Meanwhile, Hwang continues in gainful employment at his Seoul-based laboratory, most famously bringing comfort to bereaved (and rich) pet owners by cloning about 15 puppies each month.  And his appetite for publicity also persists unabated.  In 2012 he claimed he would attempt to clone a woolly mammoth from ancient tissue found in Siberian permafrost.  Nothing yet, but then that’s the very basis of propaganda.

Euthanasia and Assisted Suicide

The Assisted Dying Bill 2014-15
Friday 18 July was the day set for the Second Reading of Lord Falconer’s Assisted Dying Bill in the House of Lords.  The debate lasted 9 hours and 37 minutes – my TV was switched to the BBC’s Parliament Channel, but I cannot say I listened to all the speeches.  In all there were 126 speakers, a record for a debate in the House of Lords, and 64 spoke in support of the Bill, 3 were neutral and 59 spoke against it.  The entire proceedings can be read at
http://www.publications.parliament.uk/pa/ld201415/ldhansrd/text/140718-0001.htm  In the end, no vote was taken and the Bill now moves to a Committee of the Whole House, which is a line-by-line examination of its content.  This starts in the Lords on Friday 7 November.

Proponents of the Bill continue to argue that because it is based on Oregon’s Death with Dignity Act 1997 it would be kind-hearted, workable and infrequently used.  And because the Bill includes some supposed safeguards, they sneer at any warnings of ‘slippery slopes’.  Their ideological drivers are a false compassion and an overbearing autonomy.

Opponents of the Bill fear that, if enacted, it would put vulnerable citizens, including the aged, lonely and bereaved, at risk.  And it may even escalate to a Netherlands-style euthanasia epidemic.  One such doomster is Professor Theo Boer, a bioethicist at the University of Utrecht.  He worries that euthanasia deaths in the Netherlands have doubled in the past six years, and may reach a record 6,000 during 2014.  And he is concerned that, as in the Netherlands, proposed changes to UK law will be manipulated and that any degree of suffering will become a common criterion for assisted suicide.  He has said, ‘I used to be a supporter of the Dutch law.  But now, with 12 years of experience, I take a very different view.  Pressure on doctors to conform to patients’, or in some cases relatives’, wishes can be intense.’  He warned the UK government, ‘Don’t do it.’

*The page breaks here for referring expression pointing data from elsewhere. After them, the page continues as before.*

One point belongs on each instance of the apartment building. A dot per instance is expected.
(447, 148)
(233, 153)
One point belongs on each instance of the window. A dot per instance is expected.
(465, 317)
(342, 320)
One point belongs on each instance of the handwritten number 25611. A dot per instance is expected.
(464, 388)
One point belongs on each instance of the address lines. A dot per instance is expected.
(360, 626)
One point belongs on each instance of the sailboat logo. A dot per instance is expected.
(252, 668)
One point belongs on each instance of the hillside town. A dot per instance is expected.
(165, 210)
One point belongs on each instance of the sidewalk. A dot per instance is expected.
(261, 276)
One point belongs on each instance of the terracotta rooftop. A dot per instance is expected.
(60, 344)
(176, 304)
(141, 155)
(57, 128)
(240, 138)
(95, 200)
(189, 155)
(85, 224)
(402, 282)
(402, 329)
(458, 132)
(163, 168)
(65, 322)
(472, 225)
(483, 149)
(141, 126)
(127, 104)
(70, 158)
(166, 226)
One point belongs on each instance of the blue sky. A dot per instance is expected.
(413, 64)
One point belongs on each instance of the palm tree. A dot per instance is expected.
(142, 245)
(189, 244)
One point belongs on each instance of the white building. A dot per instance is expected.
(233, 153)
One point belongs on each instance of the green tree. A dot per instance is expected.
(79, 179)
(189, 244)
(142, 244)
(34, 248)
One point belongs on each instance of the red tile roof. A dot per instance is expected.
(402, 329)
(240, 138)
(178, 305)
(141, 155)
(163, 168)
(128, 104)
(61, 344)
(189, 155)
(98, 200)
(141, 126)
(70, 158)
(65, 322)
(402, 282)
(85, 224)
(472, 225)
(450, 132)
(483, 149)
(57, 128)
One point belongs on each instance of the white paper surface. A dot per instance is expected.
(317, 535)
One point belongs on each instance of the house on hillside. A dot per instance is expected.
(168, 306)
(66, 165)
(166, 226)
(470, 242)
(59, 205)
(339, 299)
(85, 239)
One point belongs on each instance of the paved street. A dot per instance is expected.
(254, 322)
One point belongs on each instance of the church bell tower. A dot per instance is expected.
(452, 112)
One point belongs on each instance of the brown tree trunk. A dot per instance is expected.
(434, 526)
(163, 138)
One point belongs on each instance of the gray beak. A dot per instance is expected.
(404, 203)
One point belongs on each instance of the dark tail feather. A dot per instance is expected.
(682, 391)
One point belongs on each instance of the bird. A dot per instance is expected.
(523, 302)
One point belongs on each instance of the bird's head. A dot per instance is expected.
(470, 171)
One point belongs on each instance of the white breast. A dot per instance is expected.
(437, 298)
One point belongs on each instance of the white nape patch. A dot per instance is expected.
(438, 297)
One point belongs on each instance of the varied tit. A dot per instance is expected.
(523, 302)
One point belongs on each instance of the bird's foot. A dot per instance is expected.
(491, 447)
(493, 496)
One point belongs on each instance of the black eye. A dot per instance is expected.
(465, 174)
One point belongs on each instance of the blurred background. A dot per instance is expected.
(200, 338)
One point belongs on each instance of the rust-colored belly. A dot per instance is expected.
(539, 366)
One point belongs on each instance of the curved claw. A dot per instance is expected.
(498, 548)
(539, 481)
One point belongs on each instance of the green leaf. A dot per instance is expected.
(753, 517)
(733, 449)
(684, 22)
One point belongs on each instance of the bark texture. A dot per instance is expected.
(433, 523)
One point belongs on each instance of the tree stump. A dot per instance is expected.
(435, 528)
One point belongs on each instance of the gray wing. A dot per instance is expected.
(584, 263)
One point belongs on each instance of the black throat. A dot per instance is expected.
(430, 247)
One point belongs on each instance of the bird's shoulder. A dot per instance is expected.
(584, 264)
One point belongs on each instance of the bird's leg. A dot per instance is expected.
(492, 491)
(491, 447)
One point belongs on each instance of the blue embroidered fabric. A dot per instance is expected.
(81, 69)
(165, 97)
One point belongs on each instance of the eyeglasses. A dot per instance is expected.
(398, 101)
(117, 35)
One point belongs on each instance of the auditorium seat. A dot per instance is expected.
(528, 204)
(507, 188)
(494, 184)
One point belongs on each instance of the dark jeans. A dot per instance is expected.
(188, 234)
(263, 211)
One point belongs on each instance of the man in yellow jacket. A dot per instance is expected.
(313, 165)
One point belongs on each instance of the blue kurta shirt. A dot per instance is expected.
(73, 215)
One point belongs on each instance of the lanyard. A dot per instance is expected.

The Assisted Suicide (Scotland) Bill
Since the death of its sponsor, Margo MacDonald in April, this Bill has been taken on by Patrick Harvie MSP as the ‘member in charge’.  The call by the Health and Sports Committee for written evidence closed on 6 June.  It received a total of 894 submissions.  Of these, 467 were unique, 419 were identical ‘templates’ submitted by individuals in support of the My Life, My Death, My Choice group and 8 were duplicates.  Not surprisingly, because of the ‘template’ responses, the results were skewed – 73% of respondents supported the Bill, 24% were opposed and 3% were either neutral or made no comment.

Interestingly, though a majority of individuals appear to support the Bill, it is doctors’ organisations and the like that largely oppose it.  Still more interestingly, is that while a massive 82% of private individuals appeared to be in favour, when the ‘template’ individuals are removed, that figure fell to only 35% supporting the Bill.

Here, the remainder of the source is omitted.